A semana se passou e enfim pode voltar ao hospital para livrar-se de vez da bota, o médico fez outro raio x, ela afirmou não sentir dor, nem estava mais tomando a medicação, ele deu alta, mas proibiu qualquer esporte radical, longas caminhadas e evitar escadas por mais um mês para não exigir demais dos ligamentos e receitou fisioterapia e hidroterapia para uma recuperação completa.
Sua andança pela Europa estava fora de cogitação, por sorte, após o trabalho com o cancelamento das reservas e ressarcimento da passagem, tinha resolvido acertar as datas da viagem apenas quando tivesse de fato alta médica, além do mais, precisava estar liberada da empresa, isso seria na segunda-feira seguinte.

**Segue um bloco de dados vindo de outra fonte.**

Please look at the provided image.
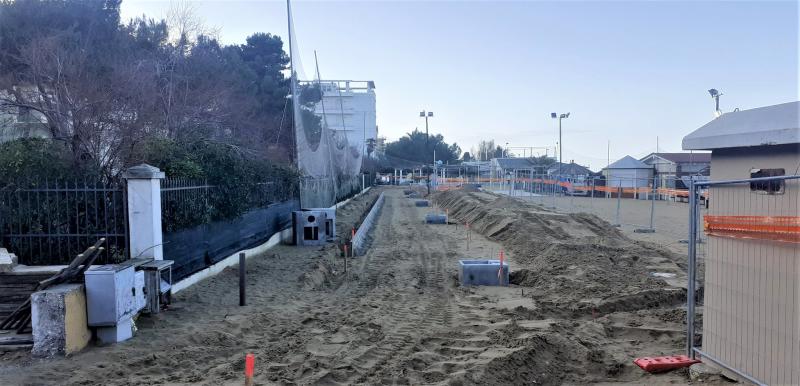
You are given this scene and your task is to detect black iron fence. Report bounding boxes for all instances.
[0,180,128,265]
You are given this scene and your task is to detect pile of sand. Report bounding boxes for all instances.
[433,190,685,314]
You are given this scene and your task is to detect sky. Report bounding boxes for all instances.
[122,0,800,170]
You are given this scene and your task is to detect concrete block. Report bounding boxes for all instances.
[97,317,134,345]
[458,260,508,286]
[0,248,17,273]
[689,363,724,383]
[425,213,447,224]
[31,284,92,357]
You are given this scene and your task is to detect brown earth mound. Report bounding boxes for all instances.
[433,190,685,313]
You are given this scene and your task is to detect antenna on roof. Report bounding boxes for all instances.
[708,88,722,118]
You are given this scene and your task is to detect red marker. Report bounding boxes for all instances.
[244,354,256,386]
[497,249,505,284]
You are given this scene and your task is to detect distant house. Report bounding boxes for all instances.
[683,102,800,385]
[0,107,50,143]
[640,153,711,189]
[489,158,537,178]
[603,155,653,188]
[547,162,592,178]
[547,162,594,194]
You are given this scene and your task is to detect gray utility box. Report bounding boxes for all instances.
[305,208,336,241]
[84,264,146,327]
[425,213,447,224]
[139,260,173,314]
[458,260,508,286]
[292,209,332,246]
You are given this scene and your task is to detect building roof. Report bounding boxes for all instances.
[683,102,800,150]
[493,158,536,169]
[640,153,711,164]
[605,155,653,169]
[547,162,592,176]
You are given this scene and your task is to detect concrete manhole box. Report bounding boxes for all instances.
[458,260,508,286]
[425,213,447,224]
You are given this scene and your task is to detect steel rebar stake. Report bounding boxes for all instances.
[686,179,697,359]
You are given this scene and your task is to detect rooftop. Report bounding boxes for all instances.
[605,155,652,169]
[640,153,711,164]
[683,102,800,150]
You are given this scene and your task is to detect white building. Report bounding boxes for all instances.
[314,80,378,157]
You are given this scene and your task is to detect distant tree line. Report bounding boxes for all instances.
[385,129,461,164]
[0,0,293,178]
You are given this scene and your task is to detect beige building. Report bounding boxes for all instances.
[683,102,800,385]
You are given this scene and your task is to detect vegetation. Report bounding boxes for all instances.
[0,0,292,178]
[386,130,461,164]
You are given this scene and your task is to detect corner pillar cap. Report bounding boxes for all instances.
[122,164,164,180]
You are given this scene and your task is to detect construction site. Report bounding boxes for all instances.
[0,0,800,386]
[0,187,700,385]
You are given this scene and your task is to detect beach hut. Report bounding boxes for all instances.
[603,155,653,195]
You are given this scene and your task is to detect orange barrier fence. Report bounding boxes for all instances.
[437,178,707,198]
[703,215,800,243]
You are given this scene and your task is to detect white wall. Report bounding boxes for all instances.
[315,81,378,155]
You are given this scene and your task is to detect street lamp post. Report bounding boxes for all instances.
[550,113,569,177]
[419,110,436,194]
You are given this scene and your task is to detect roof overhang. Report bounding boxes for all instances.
[683,102,800,150]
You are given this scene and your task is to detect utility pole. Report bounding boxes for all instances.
[419,110,436,194]
[550,113,569,178]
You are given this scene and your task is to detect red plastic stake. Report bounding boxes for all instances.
[497,249,505,285]
[244,354,256,386]
[633,355,700,373]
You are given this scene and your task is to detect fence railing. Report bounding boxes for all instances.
[0,180,128,265]
[686,176,800,384]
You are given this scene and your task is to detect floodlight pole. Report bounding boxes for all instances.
[550,113,569,190]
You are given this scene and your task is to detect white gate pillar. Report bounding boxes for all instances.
[122,164,164,260]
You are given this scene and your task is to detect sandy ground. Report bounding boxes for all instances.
[478,190,706,258]
[0,188,712,385]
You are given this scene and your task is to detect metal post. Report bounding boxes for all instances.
[650,177,656,231]
[239,252,246,306]
[614,185,622,227]
[686,178,697,359]
[567,181,575,212]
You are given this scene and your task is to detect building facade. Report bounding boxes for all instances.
[314,80,382,157]
[683,102,800,385]
[640,152,711,189]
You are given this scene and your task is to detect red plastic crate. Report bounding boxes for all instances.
[633,355,700,373]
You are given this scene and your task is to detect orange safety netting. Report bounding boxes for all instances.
[703,215,800,243]
[434,177,708,197]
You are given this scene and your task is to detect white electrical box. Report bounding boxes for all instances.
[84,264,145,327]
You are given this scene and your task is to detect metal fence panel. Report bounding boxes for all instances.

Liberada da bota estava com pressa de voltar em casa, ficou receosa de novamente encontrar Juliano na saída do hospital, mas sabia que desta vez seria impossível, pois sabia por André que o CEO havia se despedido de todos na quarta-feira, voltando à matriz. Voltou para casa de Uber, estava ansiosa para dar uma volta com seu próprio carro, estava com muita saudade de dirigir, marcou as dez seções de fisioterapia e hidroterapia assim que chegou em casa.
Iria viajar apenas quando estivesse plena fisicamente, pois costumava caminhar pelas cidades, para conhecer a rotina dos locais onde visitava e eram longas caminhadas não poderia arriscar acabar machucada pelo esforço demasiado. Durante a semana que seus pais estiveram com ela, pode contar tudo que estava acontecendo em sua vida profissional, eles a convidaram a passar pelo menos uma temporada em sua casa no litoral.
Sabendo agora de sua limitação temporária, resolveu ligar para a mãe e contar da alta e que iria para a praia na quarta-feira seguinte, antes iria voltar ao trabalho na segunda-feira, assinar a saída, fazer sua despedida, por ter se comprometido na terça para jantar com umas amigas, então apenas na quarta cedo poderia pegar estrada para o litoral.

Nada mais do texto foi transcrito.